Nevertheless, McKenna said the overwhelming majority of the firm’s 30 or so attorneys carry iPhones they purchased for themselves. The firm supports any and all mobile devices its attorneys might use, he said, including tablets.

And while Woodard is a smaller firm compared with those surveyed, its tech support reflects trends among bigger firms. In 2012, 74 percent of firms in the ILTA survey reported their IT departments support their attorneys’ tablet use regardless of who purchases the device.

While tech budgets increasingly embrace smartphones and tablets, firms last year also recommitted to hardware in the office. A whopping 75 percent of firms surveyed reported spending on desktop hardware in 2012, an increase from the 59 percent of firms that did so a year earlier.

Woodard also reflected that trend. “In the last three years, everyone at the firm has gotten at least a 24-inch monitor,” McKenna said, including his own 30-inch monitor. It sits between two vertically oriented monitors he uses for work and for legal research.

McKenna said he strives for a paperless office, and files from his desktop computer are updated daily and synched to his iPad and iPhone.

Such a commitment to letting attorneys work anywhere is one that Harrison & Moberly LLP also takes seriously. Partner A. Barclay Wong chaired the firm’s IT committee a couple of years back when the decision was made to install VMware, giving the full-service firm’s 26 lawyers a virtual computing model.

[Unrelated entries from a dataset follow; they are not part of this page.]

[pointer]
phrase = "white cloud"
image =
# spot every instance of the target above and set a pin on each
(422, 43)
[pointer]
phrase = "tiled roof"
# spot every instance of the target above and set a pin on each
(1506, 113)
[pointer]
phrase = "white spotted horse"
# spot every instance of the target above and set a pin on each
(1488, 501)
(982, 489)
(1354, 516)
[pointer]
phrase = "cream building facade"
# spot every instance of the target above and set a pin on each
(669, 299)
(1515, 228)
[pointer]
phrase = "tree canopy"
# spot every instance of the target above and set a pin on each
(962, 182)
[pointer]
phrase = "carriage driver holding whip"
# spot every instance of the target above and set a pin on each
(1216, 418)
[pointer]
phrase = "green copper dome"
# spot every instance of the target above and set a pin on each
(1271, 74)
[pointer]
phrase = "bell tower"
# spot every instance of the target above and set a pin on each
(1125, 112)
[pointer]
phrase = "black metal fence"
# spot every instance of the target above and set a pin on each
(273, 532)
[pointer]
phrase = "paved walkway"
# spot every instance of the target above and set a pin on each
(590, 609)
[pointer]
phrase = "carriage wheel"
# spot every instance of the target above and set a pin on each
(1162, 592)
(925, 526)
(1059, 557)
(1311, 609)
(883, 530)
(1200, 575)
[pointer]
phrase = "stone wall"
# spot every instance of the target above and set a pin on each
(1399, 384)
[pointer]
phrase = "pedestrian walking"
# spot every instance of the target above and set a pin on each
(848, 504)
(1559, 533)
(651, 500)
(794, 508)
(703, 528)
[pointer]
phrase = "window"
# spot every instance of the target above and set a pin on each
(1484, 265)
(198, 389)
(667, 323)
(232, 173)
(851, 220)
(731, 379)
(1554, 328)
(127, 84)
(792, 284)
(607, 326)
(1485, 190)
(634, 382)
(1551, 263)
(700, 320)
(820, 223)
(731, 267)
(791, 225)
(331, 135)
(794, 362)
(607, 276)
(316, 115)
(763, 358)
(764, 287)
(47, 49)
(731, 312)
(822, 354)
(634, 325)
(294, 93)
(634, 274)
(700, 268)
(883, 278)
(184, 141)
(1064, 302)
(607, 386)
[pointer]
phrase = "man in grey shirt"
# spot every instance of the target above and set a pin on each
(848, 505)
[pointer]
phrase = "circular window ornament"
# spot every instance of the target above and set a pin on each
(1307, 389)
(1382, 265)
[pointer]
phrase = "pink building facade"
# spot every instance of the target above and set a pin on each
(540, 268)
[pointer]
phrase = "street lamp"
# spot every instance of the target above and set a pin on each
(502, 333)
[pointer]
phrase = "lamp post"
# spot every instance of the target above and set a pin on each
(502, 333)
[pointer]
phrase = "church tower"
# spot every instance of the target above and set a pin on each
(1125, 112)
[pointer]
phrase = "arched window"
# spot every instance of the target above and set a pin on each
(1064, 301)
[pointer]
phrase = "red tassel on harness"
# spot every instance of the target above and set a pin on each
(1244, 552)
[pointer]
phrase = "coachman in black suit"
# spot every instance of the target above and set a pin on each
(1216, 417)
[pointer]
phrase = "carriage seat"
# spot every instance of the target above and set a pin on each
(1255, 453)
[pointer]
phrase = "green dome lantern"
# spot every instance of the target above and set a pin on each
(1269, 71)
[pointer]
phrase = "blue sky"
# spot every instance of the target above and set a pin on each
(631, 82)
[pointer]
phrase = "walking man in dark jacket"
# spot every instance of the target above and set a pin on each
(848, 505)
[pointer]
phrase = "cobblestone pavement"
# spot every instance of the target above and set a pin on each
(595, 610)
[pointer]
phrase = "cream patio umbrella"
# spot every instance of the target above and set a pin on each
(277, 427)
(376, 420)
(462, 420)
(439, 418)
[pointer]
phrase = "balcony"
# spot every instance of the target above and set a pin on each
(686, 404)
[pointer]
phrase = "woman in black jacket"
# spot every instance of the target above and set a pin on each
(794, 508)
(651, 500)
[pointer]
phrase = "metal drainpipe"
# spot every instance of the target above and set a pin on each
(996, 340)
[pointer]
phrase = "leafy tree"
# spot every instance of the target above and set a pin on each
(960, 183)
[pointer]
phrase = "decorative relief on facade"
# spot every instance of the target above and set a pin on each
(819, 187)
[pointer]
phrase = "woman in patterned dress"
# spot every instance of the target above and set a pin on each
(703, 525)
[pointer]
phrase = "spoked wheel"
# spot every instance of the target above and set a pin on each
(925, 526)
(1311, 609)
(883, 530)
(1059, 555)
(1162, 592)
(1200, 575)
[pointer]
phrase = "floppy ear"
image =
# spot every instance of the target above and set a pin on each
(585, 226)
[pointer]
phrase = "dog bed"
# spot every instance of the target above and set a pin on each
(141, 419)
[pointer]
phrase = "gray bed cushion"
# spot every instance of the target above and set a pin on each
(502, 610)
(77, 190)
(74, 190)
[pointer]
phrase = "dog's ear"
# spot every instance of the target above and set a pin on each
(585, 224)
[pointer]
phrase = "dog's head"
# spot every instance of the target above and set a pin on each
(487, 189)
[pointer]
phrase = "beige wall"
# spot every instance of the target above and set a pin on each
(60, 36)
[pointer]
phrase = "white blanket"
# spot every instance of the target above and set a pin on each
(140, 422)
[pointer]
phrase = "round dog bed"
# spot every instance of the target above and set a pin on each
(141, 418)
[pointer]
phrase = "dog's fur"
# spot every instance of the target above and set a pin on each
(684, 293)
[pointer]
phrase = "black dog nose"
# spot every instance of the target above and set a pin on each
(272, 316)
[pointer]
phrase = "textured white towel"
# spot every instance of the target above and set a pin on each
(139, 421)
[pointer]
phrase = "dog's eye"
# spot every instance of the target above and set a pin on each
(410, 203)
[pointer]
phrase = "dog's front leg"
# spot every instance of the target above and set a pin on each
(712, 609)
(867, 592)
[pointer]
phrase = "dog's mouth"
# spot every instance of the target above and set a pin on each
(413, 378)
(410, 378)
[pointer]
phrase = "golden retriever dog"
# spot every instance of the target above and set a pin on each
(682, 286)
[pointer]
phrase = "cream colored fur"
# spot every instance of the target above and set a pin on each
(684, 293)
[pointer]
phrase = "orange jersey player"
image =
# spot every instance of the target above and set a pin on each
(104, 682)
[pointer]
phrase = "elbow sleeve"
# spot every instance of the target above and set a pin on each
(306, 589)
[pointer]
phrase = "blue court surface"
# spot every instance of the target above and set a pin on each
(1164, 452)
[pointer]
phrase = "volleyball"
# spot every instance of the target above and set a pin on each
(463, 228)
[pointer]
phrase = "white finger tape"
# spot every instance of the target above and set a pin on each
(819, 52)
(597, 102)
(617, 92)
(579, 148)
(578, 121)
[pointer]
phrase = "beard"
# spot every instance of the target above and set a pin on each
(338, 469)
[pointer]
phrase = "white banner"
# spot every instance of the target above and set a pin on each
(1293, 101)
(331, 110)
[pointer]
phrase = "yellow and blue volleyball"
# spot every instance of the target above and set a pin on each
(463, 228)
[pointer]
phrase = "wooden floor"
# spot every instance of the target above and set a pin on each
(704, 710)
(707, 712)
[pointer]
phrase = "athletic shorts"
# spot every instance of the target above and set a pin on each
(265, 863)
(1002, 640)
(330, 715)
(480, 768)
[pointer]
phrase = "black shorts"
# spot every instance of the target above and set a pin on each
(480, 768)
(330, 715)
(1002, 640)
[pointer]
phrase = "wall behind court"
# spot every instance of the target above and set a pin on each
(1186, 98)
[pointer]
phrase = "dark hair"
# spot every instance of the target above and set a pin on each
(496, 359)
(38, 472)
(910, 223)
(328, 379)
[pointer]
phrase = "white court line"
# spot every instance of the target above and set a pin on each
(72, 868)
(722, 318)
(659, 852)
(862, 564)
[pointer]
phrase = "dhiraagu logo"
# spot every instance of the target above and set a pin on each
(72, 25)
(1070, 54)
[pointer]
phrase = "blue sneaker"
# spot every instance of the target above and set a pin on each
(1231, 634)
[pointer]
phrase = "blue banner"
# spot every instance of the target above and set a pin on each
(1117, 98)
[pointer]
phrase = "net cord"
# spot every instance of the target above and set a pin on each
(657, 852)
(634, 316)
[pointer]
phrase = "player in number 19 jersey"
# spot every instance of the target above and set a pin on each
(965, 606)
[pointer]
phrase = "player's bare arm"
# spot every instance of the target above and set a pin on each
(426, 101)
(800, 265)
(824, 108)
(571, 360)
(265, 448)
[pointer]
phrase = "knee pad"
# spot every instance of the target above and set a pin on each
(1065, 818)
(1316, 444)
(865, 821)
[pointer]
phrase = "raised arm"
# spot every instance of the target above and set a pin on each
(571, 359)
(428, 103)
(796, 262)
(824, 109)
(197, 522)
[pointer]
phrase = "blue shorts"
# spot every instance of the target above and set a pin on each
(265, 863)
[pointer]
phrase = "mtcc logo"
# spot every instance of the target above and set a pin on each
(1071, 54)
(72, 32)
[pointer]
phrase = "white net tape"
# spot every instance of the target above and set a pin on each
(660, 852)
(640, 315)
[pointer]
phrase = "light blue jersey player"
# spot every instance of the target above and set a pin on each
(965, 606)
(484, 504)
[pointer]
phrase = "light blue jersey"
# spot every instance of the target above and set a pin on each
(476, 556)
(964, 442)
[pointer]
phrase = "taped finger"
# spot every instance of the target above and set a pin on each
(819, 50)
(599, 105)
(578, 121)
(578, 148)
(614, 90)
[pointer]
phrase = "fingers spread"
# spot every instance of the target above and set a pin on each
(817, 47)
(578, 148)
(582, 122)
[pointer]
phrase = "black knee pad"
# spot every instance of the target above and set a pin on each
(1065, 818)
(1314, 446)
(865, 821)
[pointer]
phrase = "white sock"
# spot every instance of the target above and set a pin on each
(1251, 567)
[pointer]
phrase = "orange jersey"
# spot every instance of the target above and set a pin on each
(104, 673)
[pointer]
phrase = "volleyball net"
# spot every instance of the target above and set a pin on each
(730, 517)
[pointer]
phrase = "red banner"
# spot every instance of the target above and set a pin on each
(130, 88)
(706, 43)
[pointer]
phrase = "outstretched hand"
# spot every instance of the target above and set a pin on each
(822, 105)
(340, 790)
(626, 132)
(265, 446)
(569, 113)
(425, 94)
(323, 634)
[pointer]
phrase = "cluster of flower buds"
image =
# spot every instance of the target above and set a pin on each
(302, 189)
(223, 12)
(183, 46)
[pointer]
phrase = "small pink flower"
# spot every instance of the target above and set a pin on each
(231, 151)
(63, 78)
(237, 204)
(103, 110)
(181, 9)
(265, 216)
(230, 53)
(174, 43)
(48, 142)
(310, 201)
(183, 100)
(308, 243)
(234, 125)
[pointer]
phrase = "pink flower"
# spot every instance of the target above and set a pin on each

The system allows attorneys to sign in from their home computer, laptop, iPad or smartphone, Wong said. Once logged in, an attorney has his office computer desktop at his fingertips.

Wong said such arrangements were more common for other businesses, but law firms were slower to adopt. Security was a chief concern. “We have access to internal document servers, so we can access internal documents everywhere.

“I think we were kind of on the forefront of this movement,” he said. “It’s really helped us have people be able to be more productive remotely.”

The investment up front also has meant that Harrison & Moberly hasn’t had to allocate as much for technology purchases in the years since, Wong said. It’s meant less wear on office machines, for example.

“We used to be on a three- to four-year machine rotation where everyone would get a new computer,” he said. “Now we basically use them till they break.”

Among other findings, the ILTA survey also revealed:

• 63 percent of firms responding reported 2 to 4 percent of firm revenue is invested in technology.

• 32 percent of firms indicated they are using or implementing a cloud solution, but security, reliability, performance, cost and speed are concerns.